Make a change for the better: a four-step framework for creating new and improved habits
By Carolyn Quainton in Behaviour, Emotional Intelligence, Inspiration, Resilience
In our previous two blog posts we looked at the power of habits. We now understand why we’re creatures of habit and how habits can play a significant role in shaping organisational culture.
In both articles we looked at Charles Duhigg’s habit loop involving the cue, the routine and reward. A reminder below:
The above shows how the cue of an audible email notification on your phone leads to the routine of checking your emails and delivers the reward of being distracted (which is what you might be craving if you’re feeling a bit bored). The ‘craving’ part is crucial – if we can satisfy this craving in a different way, we can create a different habit.
It takes time and effort to reshape a habit, but with a bit of perseverance you’ll get there. Here’s a simple four-step framework that you can apply:
- Identify the routine
- Experiment with rewards
- Isolate the cue
- Have a plan
Identify the routine
This is the most obvious part to figure out. What is it that you’re doing? Do you pour yourself a large glass of wine every night when the kids have gone to bed? Do you pay a visit to the vending machine every afternoon and buy a chocolate bar? Do you watch just one more episode of your favourite Netflix show rather than going to bed at a sensible time?
Experiment with rewards
Rewards are powerful because they satisfy cravings. What’s making you pour the large glass of wine every night? The delicious taste of the wine? The feeling of relaxation that the alcohol evokes? Or does it create an opportunity for much-needed adult conversation with your partner?

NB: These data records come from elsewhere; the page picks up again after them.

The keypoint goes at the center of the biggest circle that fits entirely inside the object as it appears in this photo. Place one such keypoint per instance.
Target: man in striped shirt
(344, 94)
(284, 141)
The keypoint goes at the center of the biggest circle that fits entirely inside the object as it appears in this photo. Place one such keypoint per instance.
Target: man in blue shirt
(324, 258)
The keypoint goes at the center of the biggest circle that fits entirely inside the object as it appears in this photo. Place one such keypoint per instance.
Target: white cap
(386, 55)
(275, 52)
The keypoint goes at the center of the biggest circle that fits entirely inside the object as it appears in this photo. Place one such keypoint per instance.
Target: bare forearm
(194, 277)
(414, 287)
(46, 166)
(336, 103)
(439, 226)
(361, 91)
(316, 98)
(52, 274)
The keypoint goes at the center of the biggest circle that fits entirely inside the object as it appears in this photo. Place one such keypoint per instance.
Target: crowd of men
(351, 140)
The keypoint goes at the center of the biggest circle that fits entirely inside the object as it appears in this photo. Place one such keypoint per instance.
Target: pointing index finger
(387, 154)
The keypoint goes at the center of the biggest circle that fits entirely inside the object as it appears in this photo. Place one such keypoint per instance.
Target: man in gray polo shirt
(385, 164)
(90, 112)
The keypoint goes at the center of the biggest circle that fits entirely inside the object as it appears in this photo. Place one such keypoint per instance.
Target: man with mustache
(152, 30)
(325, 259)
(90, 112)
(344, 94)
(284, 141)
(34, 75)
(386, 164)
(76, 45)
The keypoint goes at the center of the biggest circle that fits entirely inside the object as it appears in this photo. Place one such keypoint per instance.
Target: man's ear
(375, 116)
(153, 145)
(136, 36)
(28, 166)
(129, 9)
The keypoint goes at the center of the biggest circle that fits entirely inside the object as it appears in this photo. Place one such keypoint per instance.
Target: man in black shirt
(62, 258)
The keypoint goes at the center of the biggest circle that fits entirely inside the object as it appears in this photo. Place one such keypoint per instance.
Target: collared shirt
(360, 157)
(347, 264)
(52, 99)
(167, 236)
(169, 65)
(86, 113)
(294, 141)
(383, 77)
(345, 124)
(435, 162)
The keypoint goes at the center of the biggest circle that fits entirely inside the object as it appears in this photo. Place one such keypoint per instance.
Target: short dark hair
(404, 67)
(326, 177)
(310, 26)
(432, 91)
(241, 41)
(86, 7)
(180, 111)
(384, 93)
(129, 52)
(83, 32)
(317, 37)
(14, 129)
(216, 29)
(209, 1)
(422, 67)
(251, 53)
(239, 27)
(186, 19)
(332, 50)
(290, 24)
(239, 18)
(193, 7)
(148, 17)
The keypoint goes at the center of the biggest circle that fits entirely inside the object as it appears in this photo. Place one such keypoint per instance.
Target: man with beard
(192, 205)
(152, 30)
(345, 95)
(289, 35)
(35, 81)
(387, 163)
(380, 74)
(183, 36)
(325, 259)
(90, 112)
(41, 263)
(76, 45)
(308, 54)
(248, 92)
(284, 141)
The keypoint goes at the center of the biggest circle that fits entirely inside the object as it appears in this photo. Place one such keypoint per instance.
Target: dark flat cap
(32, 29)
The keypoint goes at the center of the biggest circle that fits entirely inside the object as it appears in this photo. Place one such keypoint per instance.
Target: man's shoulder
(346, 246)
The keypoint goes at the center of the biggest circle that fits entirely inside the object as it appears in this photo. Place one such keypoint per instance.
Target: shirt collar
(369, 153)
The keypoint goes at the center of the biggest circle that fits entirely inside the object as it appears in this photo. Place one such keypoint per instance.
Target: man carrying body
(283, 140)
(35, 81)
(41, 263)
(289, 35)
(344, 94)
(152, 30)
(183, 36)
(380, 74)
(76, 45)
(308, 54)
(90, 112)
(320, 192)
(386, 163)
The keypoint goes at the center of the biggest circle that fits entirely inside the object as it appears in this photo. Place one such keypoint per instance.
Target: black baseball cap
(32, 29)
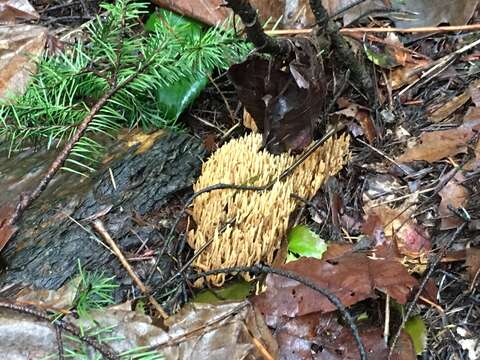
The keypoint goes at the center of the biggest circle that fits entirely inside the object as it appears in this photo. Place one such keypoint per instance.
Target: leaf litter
(409, 212)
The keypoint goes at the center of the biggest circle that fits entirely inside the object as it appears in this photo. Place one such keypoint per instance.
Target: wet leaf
(353, 277)
(283, 102)
(455, 195)
(13, 10)
(380, 56)
(20, 46)
(321, 336)
(236, 290)
(437, 145)
(385, 224)
(304, 242)
(362, 115)
(433, 12)
(449, 107)
(230, 330)
(207, 11)
(440, 113)
(416, 328)
(409, 13)
(6, 231)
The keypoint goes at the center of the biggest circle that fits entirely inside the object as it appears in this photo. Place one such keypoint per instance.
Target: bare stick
(254, 29)
(100, 228)
(364, 30)
(429, 274)
(103, 349)
(262, 269)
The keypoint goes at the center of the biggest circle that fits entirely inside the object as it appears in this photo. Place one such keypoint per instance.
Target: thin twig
(192, 259)
(221, 186)
(262, 269)
(439, 66)
(100, 228)
(103, 349)
(346, 31)
(254, 29)
(429, 274)
(27, 199)
(227, 105)
(424, 29)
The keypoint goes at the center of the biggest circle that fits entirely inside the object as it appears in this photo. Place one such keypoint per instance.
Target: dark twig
(103, 349)
(215, 187)
(192, 259)
(58, 335)
(429, 274)
(262, 269)
(341, 50)
(254, 29)
(27, 199)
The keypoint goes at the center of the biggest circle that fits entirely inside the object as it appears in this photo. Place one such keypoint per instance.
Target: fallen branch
(432, 268)
(100, 228)
(347, 31)
(262, 269)
(216, 187)
(254, 29)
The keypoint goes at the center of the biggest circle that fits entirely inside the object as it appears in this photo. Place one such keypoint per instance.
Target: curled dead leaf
(353, 277)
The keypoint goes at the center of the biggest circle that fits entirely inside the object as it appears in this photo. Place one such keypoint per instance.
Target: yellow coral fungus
(259, 219)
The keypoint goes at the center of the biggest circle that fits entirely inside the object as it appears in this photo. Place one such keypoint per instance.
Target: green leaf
(416, 328)
(173, 99)
(235, 291)
(304, 242)
(379, 57)
(163, 17)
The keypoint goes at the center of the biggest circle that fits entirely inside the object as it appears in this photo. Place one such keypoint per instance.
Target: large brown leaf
(293, 13)
(417, 13)
(11, 10)
(20, 46)
(283, 103)
(455, 195)
(353, 277)
(385, 224)
(320, 336)
(437, 145)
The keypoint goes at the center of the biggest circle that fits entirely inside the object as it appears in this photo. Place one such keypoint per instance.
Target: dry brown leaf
(437, 145)
(6, 231)
(449, 107)
(20, 45)
(475, 92)
(11, 10)
(433, 12)
(407, 74)
(230, 330)
(293, 13)
(353, 277)
(455, 195)
(473, 263)
(363, 117)
(208, 11)
(320, 336)
(385, 224)
(417, 13)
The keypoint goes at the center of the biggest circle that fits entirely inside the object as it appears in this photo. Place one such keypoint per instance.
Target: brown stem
(254, 29)
(341, 50)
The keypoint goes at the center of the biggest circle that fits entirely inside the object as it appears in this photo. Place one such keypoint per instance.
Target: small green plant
(95, 291)
(121, 63)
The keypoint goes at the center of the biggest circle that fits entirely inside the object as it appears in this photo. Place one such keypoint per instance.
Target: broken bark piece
(260, 218)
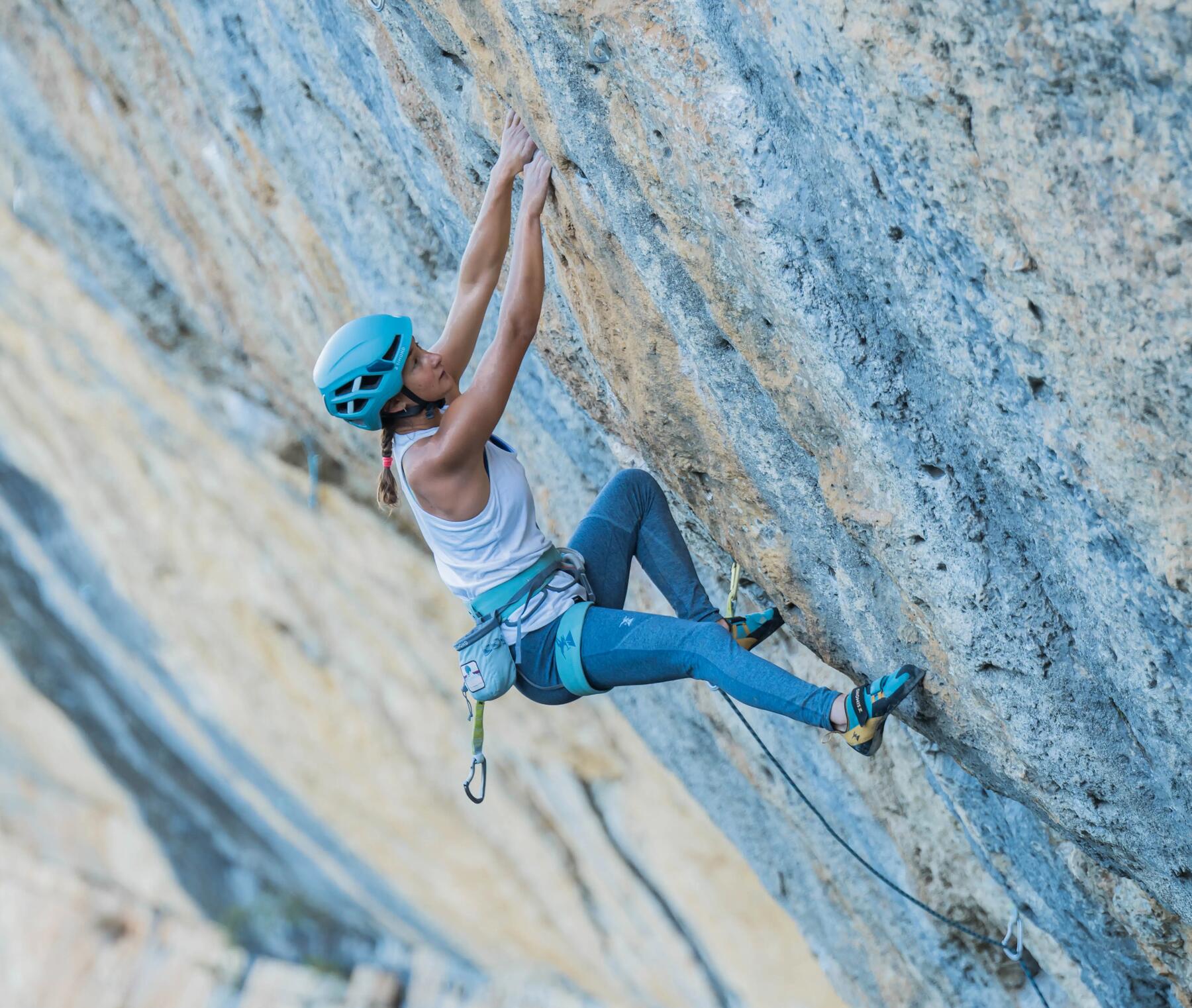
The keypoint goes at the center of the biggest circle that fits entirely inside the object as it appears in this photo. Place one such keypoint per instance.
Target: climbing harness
(733, 581)
(1016, 921)
(487, 664)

Now that you’ve got a few hypotheses, experiment by trying out some alternatives that could satisfy the same cravings. If it’s all about the taste, is there something that you could consume as a substitute: freshly squeezed juice, a fruit smoothie or a top-quality tea? If it’s the relaxing feeling, could you take a bath with candles and music or do some yoga or meditation? If it’s the social interaction with your partner, how about cooking together or playing a game of cards?
Test out four or five different substitute activities to identify the reward that you are craving, and then make a note of how you feel. Set an alarm for fifteen minutes and when it goes off, ask yourself: Do you still feel the urge for the glass of wine? If the urge is still there, you need to try a different activity with a different reward.
Isolate the cue
This is the hardest part. It’s really hard to identify the cues that trigger our habits because there’s too much going on at once. But, there is help at hand. Experiments have shown that almost all habitual cues fit into one of five categories (location, time, emotional state, other people, immediately preceding action). Let’s look at how these might apply to our glass of wine habit…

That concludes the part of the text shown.